More people viewed the commercials during three days of DVR playback of The Office – compared to the show’s live broadcast – than any other primetime broadcast program, according to Nielsen Media Research. The findings (based on data collected the week of April 30, 2007) are part of new commercial-minute ratings data that Nielsen began supplying networks this morning.
The data will include six streams for national commercial minutes: live, live-plus-same-day and live-plus-one, two, three and seven-days.
During three days of playback, The Office had the highest percentage of people watching its commercials at 108 percent. Fox’s Family Guy, and Bones, The CW’s Smallville and ABC’s Grey’s Anatomy round out the top five in viewing of commercials over three days of DVR playback.
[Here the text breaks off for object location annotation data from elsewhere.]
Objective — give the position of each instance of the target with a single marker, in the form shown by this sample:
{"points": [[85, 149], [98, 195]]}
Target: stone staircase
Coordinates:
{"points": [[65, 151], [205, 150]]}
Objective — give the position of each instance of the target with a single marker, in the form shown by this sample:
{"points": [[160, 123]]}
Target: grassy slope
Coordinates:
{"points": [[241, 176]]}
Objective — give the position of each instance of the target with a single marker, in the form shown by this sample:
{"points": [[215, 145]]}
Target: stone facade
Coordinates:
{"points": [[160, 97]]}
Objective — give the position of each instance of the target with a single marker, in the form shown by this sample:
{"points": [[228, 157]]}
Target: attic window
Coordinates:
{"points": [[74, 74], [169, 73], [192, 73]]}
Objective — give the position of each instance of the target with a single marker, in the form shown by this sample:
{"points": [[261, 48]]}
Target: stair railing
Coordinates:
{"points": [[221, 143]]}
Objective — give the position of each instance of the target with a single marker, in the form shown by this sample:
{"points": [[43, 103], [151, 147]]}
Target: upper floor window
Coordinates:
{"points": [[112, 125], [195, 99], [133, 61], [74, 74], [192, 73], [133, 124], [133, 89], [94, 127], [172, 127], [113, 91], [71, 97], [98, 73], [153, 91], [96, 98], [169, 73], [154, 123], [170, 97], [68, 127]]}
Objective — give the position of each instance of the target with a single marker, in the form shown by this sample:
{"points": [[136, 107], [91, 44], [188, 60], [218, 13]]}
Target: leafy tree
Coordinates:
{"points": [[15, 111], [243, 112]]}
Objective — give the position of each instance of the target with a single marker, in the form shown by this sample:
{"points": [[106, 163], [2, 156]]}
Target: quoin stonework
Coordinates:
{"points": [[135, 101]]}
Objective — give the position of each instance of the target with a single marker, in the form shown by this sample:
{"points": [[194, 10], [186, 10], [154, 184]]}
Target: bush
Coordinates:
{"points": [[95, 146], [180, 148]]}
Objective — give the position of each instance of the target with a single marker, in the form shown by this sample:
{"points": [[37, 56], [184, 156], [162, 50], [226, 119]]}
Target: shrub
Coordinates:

What Nielsen didn’t supply was hard data on how many viewers are skipping the commercials during playback.
"I think that some people would say that there is complete commercial avoidance," says Pat McDonough, SVP Policy, Planning & Analysis for Nielsen.
"(The data) is clearly saying there is value to some of the playback. And there is clearly evidence of commercial avoidance and we can measure it and clients are looking at it and placing a value on it. What this allows us to do is fine tune those value judgment that everybody was making all along."
With about 17 percent of households with DVR capability, Nielsen estimates that 10 percent of broadcast primetime viewing is now done via playback. Among households with DVRs, delayed viewing is 42 percent.
DVR viewing is one of the main sticking points in the upfront negotiations with networks asking advertisers to pony up for at least some viewing on DVRs as the number of households with DVR capability continues to grow. Advertisers have balked at paying for delayed viewing. But this year, many in the industry expect a consensus to be reached at live-plus-three.
However, movie studios, which make Thursday night the biggest money maker for networks, as they unspool promos for the weekend’s opening fare, will continue to hold out for live-only. At a time when it has never been more important to draw audiences to movies for their opening weekend, movie ads are much less valuable to the studios when viewed on DVRs after that weekend has passed.
The new commercial minute ratings aren’t expected to have a major impact on the current upfront negotiations. But the new data gives both sides more information – and consequently more (or less) leverage – in an increasingly shifting and fragmented market.